Yet to completely ignore the cultural context of this crime is wrong. Henry Long, the ringleader, was removed from school at the age of 12; he followed his father and grandfather into the thieving “trade”. Albert Bowers left school at 11 and before the trial had already picked up three youth convictions. These young men could not read or write. For years they had not known school or structure. Their education was in petty crime.
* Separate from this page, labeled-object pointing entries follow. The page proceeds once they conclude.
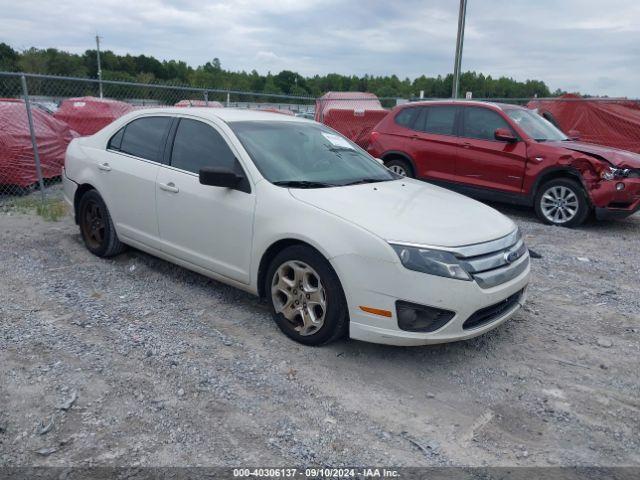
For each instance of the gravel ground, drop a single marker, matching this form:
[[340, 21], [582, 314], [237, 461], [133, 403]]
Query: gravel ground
[[135, 361]]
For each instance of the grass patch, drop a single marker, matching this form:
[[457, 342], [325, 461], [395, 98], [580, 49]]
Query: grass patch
[[52, 209]]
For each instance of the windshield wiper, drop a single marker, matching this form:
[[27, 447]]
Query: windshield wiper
[[302, 184], [364, 180]]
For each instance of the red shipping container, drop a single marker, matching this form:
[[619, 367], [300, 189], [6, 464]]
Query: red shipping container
[[17, 162], [610, 122], [353, 114]]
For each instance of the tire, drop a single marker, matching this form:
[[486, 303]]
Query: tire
[[562, 202], [96, 226], [400, 166], [282, 275]]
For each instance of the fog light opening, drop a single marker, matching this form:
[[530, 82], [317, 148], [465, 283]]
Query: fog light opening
[[376, 311], [421, 318]]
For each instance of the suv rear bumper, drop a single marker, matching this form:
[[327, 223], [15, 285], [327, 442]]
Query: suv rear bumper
[[611, 203]]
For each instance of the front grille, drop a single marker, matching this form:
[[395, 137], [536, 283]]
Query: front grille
[[490, 313]]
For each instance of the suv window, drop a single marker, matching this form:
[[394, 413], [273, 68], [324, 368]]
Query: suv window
[[143, 137], [406, 116], [481, 123], [198, 145], [439, 120]]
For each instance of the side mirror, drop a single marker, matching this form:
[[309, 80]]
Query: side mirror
[[505, 135], [220, 177]]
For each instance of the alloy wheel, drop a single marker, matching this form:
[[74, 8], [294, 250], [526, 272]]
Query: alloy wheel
[[559, 204], [298, 294]]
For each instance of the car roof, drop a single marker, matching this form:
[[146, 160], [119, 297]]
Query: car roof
[[470, 103], [224, 114]]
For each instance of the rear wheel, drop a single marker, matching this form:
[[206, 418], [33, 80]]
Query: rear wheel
[[306, 297], [562, 202], [400, 166], [96, 226]]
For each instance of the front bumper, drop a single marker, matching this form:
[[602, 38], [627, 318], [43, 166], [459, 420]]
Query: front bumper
[[379, 284]]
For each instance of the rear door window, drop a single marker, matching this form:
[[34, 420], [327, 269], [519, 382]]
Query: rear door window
[[406, 117], [482, 123], [144, 137], [438, 120], [198, 145]]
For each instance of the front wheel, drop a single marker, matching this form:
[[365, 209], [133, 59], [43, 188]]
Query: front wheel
[[400, 166], [306, 297], [562, 202]]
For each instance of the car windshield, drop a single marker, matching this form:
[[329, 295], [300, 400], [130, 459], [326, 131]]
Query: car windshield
[[534, 125], [307, 155]]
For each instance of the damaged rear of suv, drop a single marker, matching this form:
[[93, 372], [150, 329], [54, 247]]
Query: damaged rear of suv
[[507, 153]]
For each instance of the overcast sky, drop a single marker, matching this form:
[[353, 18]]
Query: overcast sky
[[591, 46]]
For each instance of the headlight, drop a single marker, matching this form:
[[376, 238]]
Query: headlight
[[612, 173], [434, 262]]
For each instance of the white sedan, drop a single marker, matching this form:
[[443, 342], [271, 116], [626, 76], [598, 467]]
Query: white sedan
[[290, 210]]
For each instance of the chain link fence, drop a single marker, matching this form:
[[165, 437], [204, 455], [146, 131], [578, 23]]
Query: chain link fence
[[41, 114]]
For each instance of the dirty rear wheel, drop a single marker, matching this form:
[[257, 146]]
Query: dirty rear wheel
[[96, 226], [400, 166], [562, 202], [307, 301]]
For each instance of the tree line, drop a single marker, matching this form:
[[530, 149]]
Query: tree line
[[147, 69]]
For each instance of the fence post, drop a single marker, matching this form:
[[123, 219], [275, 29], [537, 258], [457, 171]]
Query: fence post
[[32, 131]]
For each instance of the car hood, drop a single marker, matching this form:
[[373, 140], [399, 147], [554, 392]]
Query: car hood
[[411, 211], [619, 158]]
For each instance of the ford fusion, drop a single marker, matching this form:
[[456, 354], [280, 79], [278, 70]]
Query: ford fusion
[[287, 209]]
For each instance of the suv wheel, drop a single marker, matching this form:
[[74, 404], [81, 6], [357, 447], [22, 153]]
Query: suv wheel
[[96, 226], [307, 301], [400, 166], [562, 202]]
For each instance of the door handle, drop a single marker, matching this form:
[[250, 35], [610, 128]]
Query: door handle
[[169, 187]]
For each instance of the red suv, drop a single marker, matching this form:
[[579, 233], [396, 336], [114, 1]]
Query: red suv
[[508, 153]]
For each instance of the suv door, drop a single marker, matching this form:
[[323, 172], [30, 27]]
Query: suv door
[[211, 227], [484, 161], [434, 143], [129, 167]]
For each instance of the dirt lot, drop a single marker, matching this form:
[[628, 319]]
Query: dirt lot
[[170, 368]]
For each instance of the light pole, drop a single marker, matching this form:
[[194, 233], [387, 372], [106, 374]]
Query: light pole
[[459, 42], [99, 67]]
Such problems do not solely beset Travellers but they are far more prevalent among Traveller communities. If we want to be a country where all are treated the same, where all live by the same rules and where the state does its best to furnish each with a decent chance in life, we have to end the squeamishness that prevents open talk about Travellers. This squeamishness is down to two fears. First, the fear of retribution. After the verdict on PC Harper’s death it emerged that the judge, Mr Justice Edis, brought the first trial to a temporary halt over an alleged potential plot to intimidate jurors. Extra security measures were brought in. Jurors were referred to by number not name. One juror was dismissed for acting oddly in court, mouthing pleasantries at the defendants. Whether she was motivated by misplaced friendliness or fear of someone up in that public gallery we do not know, but most will not be shocked by revelations of intimidation.
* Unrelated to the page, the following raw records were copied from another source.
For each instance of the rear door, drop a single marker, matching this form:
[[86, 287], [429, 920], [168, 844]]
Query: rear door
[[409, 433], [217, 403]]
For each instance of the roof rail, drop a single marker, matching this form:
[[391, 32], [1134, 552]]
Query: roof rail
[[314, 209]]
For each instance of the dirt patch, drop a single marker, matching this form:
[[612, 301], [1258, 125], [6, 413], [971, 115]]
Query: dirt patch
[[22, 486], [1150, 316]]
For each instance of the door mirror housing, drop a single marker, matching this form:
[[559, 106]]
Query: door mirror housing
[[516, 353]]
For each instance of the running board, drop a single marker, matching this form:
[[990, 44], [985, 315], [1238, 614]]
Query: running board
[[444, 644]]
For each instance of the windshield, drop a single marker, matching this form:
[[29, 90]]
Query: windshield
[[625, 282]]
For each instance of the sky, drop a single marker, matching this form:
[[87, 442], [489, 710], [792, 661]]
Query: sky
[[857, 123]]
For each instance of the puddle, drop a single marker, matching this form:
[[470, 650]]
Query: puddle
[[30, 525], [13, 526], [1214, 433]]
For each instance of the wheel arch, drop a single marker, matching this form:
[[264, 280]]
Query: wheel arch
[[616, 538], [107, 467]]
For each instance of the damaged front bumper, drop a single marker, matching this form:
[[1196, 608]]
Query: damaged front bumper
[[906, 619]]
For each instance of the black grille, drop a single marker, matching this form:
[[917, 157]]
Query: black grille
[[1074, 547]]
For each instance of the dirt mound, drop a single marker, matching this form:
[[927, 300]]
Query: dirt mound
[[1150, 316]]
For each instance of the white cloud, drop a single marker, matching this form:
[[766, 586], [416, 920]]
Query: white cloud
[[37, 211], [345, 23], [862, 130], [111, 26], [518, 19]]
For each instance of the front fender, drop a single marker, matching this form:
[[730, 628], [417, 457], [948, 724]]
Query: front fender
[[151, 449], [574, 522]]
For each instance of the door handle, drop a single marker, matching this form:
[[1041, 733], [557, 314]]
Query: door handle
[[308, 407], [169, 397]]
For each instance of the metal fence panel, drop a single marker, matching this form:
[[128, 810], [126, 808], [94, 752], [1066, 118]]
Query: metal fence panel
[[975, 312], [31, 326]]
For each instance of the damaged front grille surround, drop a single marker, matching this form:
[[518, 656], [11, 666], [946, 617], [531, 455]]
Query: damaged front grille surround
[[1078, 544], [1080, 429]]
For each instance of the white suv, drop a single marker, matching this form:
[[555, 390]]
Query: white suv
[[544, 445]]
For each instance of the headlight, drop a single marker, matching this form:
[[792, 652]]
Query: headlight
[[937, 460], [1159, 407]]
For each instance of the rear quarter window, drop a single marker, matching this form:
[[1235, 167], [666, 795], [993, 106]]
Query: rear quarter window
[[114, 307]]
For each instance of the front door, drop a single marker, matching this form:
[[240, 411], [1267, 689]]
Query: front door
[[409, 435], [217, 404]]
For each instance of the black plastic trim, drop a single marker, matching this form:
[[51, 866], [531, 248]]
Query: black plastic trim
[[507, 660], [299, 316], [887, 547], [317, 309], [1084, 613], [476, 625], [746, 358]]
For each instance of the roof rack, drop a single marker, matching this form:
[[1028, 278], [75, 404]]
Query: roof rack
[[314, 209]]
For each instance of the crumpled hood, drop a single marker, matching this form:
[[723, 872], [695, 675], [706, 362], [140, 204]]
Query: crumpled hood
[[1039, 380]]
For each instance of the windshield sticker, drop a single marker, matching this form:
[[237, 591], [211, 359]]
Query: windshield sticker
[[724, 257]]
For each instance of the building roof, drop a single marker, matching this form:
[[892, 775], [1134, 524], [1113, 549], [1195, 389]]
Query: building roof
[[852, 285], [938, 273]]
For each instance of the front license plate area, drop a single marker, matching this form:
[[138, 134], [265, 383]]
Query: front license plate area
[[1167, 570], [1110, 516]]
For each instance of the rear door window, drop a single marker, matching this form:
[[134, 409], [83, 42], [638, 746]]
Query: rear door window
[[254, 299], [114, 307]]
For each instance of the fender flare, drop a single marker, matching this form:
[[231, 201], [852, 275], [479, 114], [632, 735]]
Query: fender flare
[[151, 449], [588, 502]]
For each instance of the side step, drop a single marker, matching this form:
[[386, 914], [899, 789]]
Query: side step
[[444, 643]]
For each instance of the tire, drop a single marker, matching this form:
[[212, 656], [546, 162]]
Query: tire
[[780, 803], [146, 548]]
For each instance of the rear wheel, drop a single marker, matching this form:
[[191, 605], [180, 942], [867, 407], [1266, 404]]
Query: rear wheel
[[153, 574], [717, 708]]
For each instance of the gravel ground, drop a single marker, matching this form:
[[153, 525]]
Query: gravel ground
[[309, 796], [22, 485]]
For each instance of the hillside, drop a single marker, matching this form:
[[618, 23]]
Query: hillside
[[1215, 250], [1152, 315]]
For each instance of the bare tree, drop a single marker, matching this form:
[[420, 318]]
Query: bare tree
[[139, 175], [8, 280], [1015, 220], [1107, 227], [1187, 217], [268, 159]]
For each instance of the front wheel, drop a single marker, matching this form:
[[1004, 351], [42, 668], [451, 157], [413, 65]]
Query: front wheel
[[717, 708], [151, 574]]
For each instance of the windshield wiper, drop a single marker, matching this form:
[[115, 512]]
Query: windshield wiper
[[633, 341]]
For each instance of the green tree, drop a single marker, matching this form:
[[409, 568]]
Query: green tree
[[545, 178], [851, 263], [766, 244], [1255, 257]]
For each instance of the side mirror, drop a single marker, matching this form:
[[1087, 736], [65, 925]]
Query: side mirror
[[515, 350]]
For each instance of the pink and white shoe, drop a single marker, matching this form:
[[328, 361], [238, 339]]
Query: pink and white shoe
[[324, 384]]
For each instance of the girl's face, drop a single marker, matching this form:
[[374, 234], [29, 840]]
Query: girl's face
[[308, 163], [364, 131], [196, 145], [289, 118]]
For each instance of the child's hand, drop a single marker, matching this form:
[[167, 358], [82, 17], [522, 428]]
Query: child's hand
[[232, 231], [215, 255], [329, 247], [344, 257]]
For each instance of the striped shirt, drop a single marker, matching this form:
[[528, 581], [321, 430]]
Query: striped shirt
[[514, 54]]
The fear of the bullet, the knife, the burnt-out car; this helps the lawless elements of Traveller culture maintain a certain power, and gives the law-abiding majority of Travellers a terrible name.
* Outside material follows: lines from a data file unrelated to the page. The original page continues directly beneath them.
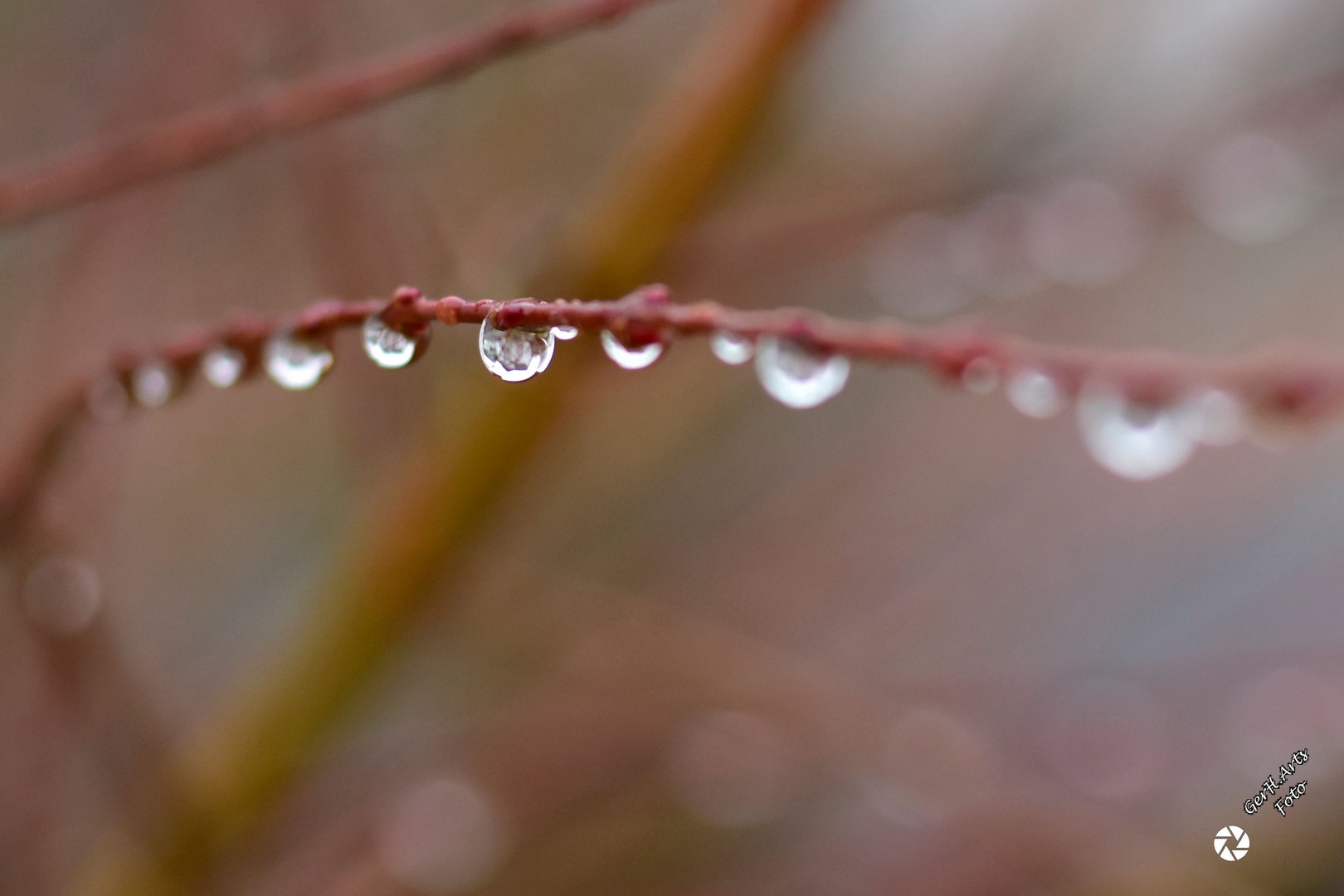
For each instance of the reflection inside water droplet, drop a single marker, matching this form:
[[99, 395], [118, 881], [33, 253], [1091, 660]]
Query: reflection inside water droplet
[[388, 347], [1133, 440], [797, 375], [515, 353], [223, 366], [732, 348], [296, 362], [631, 359]]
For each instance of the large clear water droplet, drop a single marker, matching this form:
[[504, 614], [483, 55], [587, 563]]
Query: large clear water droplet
[[223, 366], [1035, 394], [515, 353], [631, 359], [296, 362], [797, 375], [1215, 416], [153, 383], [732, 348], [1133, 440], [388, 347], [62, 594]]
The second fear is that of being labelled racist. Since the Equality Act 2010 recognised Gypsy, Roma and Travellers as ethnic minorities, race has been used to shield this culture from due scrutiny. Sensible questions about why those within these groups are more likely to be in prison, more likely to be illiterate or more likely to suffer domestic violence prompt cries of racism. In April a Channel 4 Dispatches programme titled The Truth About Traveller Crime was dubbed “dehumanising” by activists and investigated by Ofcom. Desperate not to offend, the authorities turn a culturally sensitive blind eye.
The fears hush most into silence, and the silence means the stand-off between Travellers and the rest of society continues uneasily. Many feel disquieted to see the mobile homes rolling on to a local beauty spot, a portent too often of littering, mess, anti-social behaviour. Meanwhile those in Traveller communities are hardly “living their best lives”. Travellers die about ten years earlier than the rest of us. They have higher rates of chronic illness. Their suicide rates are six times higher.
You might argue that they choose to live like this, but the babies born into that life don’t. Many are destined to repeat the same pattern: leave school in your early teens, drift into a life of odd jobs and petty crime, never move beyond the circles you were raised in. As long as the culturally sensitive force-field exists around Travellers, these children are abandoned to a fate that should not be tolerated in 21st-century Britain.
It is a scandal that some Gypsy and Traveller children are taken out of school at primary age; that some start work as young as ten; that about 65 per cent of Traveller children are persistently absent from school; that they have the lowest attainment of all ethnic groups throughout their school years and are far more likely to be excluded. Are we to be surprised when they choose crime?